1. Leave is granted to Morris Pogrund NO, Limari Lombard NO and Bottom-Line Trading 19 CC to intervene in the application as Third and Fourth Respondents respectively.

2. The Court has jurisdiction over the applicants, the first and second respondents (the parties) as the subjects of this order.

3. The rules relating to service and time periods are dispensed with and this application is disposed of as one of urgency, in accordance with the provisions of Rule 6(12) of the Uniform Rules of Court.

4. The applicants are forthwith restored to possession of the businesses operated by them as at 21 December 2023 at the 95 (ninety five) sites identified on annexure “FA2” to the founding affidavit, including the ability to receive all the income generated by such businesses on a daily basis.

5. The first and second respondents are ordered to forthwith and immediately upon the granting of the order and to give effect to the order instruct all the area managers of Global Oil and each of the site supervisors at the sites:

5.1 that the second respondent’s letter of 5 January 2024 is withdrawn.

5.2 to restore the applicants to the position ante with regards to the possession of the businesses conducted at the sites.

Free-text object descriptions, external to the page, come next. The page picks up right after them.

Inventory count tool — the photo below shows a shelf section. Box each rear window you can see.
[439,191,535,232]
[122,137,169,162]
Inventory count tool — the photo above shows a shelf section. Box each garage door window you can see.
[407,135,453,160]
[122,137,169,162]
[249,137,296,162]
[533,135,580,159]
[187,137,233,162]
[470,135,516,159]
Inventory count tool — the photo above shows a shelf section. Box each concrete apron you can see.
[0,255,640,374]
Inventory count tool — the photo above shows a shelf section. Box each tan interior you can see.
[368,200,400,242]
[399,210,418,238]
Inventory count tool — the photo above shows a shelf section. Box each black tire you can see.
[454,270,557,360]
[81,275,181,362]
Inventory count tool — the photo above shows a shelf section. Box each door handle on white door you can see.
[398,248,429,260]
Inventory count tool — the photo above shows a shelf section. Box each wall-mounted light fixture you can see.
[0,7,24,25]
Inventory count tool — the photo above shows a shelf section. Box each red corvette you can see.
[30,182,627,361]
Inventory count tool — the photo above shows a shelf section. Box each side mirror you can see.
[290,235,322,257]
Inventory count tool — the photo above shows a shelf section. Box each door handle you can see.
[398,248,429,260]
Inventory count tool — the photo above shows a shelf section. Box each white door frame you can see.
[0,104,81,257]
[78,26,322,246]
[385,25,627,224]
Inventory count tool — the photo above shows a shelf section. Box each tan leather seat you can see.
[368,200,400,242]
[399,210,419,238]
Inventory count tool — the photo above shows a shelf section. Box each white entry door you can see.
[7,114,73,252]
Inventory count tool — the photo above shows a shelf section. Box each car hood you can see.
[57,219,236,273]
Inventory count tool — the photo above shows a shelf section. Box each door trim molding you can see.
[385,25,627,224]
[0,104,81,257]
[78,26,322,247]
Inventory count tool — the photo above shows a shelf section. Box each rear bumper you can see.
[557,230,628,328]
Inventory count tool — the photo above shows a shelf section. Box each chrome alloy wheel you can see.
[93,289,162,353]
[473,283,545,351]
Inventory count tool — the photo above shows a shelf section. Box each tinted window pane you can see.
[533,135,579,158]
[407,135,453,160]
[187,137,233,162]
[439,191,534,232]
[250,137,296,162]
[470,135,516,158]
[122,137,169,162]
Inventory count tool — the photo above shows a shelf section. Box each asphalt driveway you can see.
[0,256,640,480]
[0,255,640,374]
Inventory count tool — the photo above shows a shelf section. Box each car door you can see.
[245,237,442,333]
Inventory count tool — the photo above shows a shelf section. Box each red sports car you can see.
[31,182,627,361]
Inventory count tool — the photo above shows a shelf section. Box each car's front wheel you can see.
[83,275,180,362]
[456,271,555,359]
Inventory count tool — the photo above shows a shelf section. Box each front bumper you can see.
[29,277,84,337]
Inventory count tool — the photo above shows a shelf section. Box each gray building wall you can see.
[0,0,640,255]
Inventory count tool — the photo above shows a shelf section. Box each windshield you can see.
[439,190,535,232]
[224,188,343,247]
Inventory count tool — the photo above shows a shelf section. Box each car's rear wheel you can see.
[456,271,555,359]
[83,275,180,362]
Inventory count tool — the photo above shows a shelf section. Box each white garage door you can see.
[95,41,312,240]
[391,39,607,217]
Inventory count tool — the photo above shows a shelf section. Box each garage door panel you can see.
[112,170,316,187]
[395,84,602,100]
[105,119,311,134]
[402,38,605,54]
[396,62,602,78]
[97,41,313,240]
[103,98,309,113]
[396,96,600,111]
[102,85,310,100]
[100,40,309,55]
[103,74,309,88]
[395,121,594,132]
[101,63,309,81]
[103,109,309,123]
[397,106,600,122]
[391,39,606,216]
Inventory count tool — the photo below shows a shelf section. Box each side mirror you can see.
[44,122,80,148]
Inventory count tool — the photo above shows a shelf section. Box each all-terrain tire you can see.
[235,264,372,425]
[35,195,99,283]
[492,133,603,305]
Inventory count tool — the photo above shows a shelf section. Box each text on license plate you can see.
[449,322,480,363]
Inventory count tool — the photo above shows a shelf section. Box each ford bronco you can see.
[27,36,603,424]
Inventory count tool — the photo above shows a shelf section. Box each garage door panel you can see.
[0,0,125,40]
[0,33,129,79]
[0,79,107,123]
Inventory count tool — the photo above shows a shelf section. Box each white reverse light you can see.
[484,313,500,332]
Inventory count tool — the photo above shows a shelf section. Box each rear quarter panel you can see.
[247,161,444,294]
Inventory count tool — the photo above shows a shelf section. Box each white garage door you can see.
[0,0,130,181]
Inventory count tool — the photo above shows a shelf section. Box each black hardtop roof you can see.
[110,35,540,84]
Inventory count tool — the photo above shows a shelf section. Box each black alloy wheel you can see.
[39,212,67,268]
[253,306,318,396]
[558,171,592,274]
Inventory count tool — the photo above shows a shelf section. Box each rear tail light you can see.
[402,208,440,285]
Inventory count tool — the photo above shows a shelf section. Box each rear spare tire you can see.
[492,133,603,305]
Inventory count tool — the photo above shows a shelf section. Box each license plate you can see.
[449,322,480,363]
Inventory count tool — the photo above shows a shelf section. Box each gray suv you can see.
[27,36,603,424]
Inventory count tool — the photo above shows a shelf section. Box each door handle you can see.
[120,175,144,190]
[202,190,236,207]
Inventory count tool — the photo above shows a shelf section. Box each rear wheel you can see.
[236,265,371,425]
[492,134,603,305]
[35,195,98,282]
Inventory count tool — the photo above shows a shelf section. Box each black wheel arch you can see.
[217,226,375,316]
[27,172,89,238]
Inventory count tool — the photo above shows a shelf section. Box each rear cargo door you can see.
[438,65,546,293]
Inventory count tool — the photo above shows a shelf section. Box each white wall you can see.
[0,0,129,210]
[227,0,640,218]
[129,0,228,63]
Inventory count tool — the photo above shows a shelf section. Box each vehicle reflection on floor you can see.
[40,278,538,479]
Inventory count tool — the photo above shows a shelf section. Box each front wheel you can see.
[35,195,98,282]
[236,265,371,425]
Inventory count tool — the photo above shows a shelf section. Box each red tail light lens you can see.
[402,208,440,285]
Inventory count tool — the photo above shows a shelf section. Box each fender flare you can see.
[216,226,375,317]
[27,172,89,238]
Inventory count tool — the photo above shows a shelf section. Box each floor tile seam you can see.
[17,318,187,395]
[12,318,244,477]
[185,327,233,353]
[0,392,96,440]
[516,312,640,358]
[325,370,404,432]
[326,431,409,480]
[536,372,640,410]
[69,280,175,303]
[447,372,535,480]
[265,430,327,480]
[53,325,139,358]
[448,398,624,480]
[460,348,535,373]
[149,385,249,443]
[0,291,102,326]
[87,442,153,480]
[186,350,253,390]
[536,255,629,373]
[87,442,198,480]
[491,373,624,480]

5.3 to cease using the Speed point machines the first and second respondents had placed at the sites since 22 December 2023.

5.4 to store, manage and handle the cash received from customers at the sites in the manner it was so stored, managed and handled prior to the respondents’ intervention and instructions issued on 22 December 2023.

6. The first and second respondents are to remove from each of the sites the Speed point machines and any safes they had installed thereat from 22 December 2023 to date, within 48 (forty eight) hours of the order.

7. The first and second respondents are interdicted and restrained from issuing any instructions to any staff, embarking on any conduct, or taking any actions which are designed or may have the effect of interfering in the applicants’ operation of the sites.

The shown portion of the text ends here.